2. The exporter is **permanently disabled** for that client instance — subsequent flushes are no-ops and do not produce further log output.
3. The application process continues running normally; only observability is affected.

This is intentional: retrying a 403 (an authoritative refusal) would produce noise and waste resources. The 403 is not transient — it reflects a deliberate configuration decision.

**To resume sending after unarchiving:**

* Restart the process, or
* Instantiate a new client (`new TruLayer(...)` / `trulayer.init(...)`) with the same API key. The new client will start sending normally.

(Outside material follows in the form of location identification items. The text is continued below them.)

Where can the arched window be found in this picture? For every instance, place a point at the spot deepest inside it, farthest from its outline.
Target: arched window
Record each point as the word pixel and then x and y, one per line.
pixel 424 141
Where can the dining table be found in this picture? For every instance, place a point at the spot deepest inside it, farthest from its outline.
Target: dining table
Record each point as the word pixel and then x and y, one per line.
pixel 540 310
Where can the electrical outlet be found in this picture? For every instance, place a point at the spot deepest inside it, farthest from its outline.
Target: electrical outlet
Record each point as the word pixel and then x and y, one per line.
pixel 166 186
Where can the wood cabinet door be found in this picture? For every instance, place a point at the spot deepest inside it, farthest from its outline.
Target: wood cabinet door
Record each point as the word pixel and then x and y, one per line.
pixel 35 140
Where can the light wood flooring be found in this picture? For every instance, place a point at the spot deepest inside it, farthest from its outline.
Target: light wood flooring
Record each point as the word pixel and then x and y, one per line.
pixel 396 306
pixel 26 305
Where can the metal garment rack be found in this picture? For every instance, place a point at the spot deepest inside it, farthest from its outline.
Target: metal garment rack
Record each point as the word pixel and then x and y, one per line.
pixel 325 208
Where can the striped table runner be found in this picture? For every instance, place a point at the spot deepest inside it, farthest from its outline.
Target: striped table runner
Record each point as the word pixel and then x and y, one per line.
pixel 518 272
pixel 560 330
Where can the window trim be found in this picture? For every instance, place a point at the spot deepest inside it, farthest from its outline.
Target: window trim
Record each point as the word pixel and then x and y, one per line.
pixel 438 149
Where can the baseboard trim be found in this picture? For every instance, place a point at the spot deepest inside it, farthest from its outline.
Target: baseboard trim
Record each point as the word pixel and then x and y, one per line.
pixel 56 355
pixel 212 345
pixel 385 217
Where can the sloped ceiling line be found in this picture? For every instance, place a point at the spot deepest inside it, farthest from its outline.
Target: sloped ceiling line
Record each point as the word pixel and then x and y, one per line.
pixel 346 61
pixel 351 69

See [TypeScript SDK — failure behavior](/sdks/typescript/fail-mode#archived-project) and [Python SDK — failure behavior](/sdks/python/fail-mode#archived-project) for SDK-specific details.

## How to archive a project

1. Go to [app.trulayer.ai/projects](https://app.trulayer.ai/projects).
2. Find the project row and click **Archive**.
3. Confirm the dialog. The project moves to the archived section immediately.

Archiving requires **Owner** role. Members and viewers cannot archive projects.

## How to unarchive a project

1. Go to [app.trulayer.ai/projects](https://app.trulayer.ai/projects).
2. Scroll to the **Archived** section.
3. Click **Unarchive** on the project row.

Unarchiving also requires **Owner** role.